Milli Eğitim Bakanlığında son aylarda çok ilginç süreçler yaşanıyor. 


Öğretmeni ilgilendiren meslek kanunu hazırlanıyor fakat kanun hakkında Öğretmenlerin en ufak malûmatı yok. 


Öğretmenlerin temsilcileri olan sendikaları ve Öğretmenleri bilgilendirmek yerine memurlarnet genel yayın yönetmeni Edip Üzen bilgilendiriliyor. 


Öğretmenler bizzat bakandan duyması gereken bilgilere güç bela basından erişmeye çalışıyor. 


Kulis bilgilerine göre ise Öğretmenlerin isteklerini dikkate almak şöyle dursun tam tersi bir süreç yürütülüyor.


Koca meslek kanununda; zaten bir uzmanlık alanı olan Lisansüstü Eğitim ve Ücretli çalışma sürelerinin düşünmesine dair tek bir madde yok. 


Uzman Öğretmenlik başvuru süresi 5 yıl sözü verildi, ardından 7, sonrasında 8, şimdi de 10 yıl konuşuluyor. 


Daha önce olmayan cezalar geliyor. 


Öğretmenliğin en temel haklarından olan istediği okulda istediği süre çalışma hakkı elinden alınıyor. 


Görüldüğü üzere; şiddete artırımlı cezalar hariç Öğretmenler lehine tek bir olumlu haber konuşulmuyor. 
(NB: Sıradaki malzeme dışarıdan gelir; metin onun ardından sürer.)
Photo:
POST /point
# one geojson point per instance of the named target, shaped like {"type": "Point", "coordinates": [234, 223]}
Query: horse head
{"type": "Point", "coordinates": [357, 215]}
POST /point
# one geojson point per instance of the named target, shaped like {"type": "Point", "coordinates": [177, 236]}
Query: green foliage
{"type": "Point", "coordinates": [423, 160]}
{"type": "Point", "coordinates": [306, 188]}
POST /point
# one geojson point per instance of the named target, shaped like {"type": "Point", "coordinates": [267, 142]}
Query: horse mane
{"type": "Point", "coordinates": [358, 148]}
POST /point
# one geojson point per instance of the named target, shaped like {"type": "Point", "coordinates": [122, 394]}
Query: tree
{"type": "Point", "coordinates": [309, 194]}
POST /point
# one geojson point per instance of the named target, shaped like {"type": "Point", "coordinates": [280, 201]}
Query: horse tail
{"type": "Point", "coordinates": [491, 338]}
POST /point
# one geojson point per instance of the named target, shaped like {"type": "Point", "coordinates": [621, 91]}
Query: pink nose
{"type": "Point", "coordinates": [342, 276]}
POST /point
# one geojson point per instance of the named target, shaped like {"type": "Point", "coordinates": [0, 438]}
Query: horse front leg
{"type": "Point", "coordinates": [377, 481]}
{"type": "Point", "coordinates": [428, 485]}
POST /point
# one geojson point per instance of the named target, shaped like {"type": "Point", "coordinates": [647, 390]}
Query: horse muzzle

Verilen hiçbir sözün yerine getirilmediği gibi aksine bazı haklar da elden alınıyor.  


Öğretmenlerin hassasiyetleri/fikirleri niçin dikkate alınmıyor. 


Öğretmenler Odası toplantılarında; fikirler mi beyan edilmiyor yoksa beyan edilen fikirler mi önemsenmiyor? 


Anlaşılan kanun istişare edilmeden oldu bittiye getirilerek meclise getirilecek. 


Dileriz böyle bir hataya düşülmez. 


Öğretmen’in taleplerini önemsemeyen ÖMK “İtibarını” daha da zedeler. 


Kaldıysa tabi…


Bakanlık bu tartışmalara mahal vermeden, Öğretmenlerle istişare ederek taslağı meclise sunmalıdır. 


Öğretmenler kendileri hakkında hazırlanan kanunda “söz sahibi” olamayacaklarsa nerede olacaklar?


İtibarı Milli Eğitim Bakanlığı vermeyecekse kim verecek? 


Öğretmenlerin mutlu olmadığı hiçbir süreçten mutlu bir tablo çıkmayacaktır.